Com o título infame “Fósseis
transicionais, evolução biológica e a infâmia do criacionismo”, o jornal O Estado de S. Paulo publicou na
editoria de ciência uma matéria que tenta associar os movimentos tectônicos
(para os quais há muitas evidências, como os terremotos) com a teoria da
evolução, na qual ainda hoje há muitas lacunas, especialmente quando o assunto
é a macroevolução. Trata-se de argumentos requentados e reapresentados com o
intuito de reforçar o discurso evolucionista e acuar os criacionistas. Para que
o discurso se mantenha, é preciso que de quando em quando uma matéria “lacradora”

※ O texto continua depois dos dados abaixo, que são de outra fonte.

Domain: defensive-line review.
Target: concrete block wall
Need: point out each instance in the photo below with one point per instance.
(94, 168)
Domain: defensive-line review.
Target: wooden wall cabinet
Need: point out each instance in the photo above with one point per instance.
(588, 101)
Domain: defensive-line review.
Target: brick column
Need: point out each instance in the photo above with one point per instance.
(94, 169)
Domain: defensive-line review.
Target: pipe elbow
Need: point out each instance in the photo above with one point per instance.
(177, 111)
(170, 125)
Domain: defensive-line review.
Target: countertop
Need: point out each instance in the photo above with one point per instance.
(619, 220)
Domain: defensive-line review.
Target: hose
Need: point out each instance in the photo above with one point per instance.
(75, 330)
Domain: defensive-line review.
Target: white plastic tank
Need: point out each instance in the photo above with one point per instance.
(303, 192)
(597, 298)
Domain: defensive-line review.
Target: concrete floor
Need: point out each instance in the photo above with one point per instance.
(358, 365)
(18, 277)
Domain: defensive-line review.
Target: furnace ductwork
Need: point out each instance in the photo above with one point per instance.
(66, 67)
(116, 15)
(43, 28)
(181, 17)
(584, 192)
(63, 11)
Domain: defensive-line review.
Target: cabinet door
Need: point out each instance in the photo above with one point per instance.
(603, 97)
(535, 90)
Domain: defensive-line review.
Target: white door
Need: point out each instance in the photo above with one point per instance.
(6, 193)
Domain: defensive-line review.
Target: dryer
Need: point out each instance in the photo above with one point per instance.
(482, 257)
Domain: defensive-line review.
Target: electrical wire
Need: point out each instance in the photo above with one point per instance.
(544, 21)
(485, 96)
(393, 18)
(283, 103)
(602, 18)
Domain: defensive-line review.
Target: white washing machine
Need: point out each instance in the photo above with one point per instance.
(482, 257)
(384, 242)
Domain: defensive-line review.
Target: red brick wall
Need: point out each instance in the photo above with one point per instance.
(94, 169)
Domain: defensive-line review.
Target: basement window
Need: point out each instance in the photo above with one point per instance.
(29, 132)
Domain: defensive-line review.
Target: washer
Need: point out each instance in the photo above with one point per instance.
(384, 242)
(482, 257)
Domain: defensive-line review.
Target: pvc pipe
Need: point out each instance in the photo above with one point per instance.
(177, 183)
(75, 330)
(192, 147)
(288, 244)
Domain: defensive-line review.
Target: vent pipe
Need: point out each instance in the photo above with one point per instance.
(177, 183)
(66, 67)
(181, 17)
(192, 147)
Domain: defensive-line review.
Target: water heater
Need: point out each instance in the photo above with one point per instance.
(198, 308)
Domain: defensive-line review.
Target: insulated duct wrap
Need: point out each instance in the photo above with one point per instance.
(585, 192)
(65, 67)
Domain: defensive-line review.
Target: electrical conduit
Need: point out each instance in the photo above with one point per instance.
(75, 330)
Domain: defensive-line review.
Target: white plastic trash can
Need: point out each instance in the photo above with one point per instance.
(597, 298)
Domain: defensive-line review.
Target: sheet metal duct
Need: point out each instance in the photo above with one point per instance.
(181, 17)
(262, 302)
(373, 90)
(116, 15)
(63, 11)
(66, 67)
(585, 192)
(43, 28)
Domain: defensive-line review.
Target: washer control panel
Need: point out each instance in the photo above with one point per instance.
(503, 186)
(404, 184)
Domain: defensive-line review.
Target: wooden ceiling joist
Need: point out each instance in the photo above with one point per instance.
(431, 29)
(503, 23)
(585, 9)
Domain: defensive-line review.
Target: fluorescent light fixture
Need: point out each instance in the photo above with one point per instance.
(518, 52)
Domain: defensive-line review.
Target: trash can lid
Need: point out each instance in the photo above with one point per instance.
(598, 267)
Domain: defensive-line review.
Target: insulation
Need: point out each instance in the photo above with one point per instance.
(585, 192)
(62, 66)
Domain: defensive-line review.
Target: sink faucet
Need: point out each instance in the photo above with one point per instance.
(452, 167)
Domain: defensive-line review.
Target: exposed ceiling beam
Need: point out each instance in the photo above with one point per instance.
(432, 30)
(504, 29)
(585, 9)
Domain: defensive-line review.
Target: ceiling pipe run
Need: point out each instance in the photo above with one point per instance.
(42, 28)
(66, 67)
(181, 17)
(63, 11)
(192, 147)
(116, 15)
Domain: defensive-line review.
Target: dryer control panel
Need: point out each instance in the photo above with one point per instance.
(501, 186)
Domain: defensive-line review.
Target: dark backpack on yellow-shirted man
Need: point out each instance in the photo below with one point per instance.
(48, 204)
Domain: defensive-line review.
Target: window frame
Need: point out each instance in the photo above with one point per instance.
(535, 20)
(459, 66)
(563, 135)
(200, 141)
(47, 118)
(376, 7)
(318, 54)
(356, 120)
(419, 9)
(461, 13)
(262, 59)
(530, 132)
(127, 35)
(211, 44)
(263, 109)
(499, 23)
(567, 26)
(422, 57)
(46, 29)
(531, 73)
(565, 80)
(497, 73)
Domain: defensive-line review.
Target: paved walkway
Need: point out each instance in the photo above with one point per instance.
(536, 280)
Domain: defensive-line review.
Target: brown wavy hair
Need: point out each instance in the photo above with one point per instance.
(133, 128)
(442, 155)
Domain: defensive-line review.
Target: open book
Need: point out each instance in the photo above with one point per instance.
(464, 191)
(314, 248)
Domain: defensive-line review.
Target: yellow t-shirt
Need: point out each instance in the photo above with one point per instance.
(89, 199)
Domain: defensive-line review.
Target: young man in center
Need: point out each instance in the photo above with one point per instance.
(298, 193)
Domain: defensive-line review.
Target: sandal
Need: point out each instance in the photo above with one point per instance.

seja publicada em algum jornal ou alguma revista de divulgação popular, de
preferência com um título bombástico tipo “a infâmia do criacionismo”. Já que a
maioria absoluta das pessoas lê apenas os títulos das matérias, o propósito se cumpre, pois elas seguem para o dia a dia pensando que mais uma vez o
criacionismo foi encurralado.
Vamos analisar alguns trechos da
matéria:
“A união, no passado distante, dos
continentes que hoje conhecemos também é notável, por exemplo, no perfeito
encaixe entre a América do Sul e África, bem como nos fósseis encontrados nas
rochas de um lado e de outro do Atlântico.”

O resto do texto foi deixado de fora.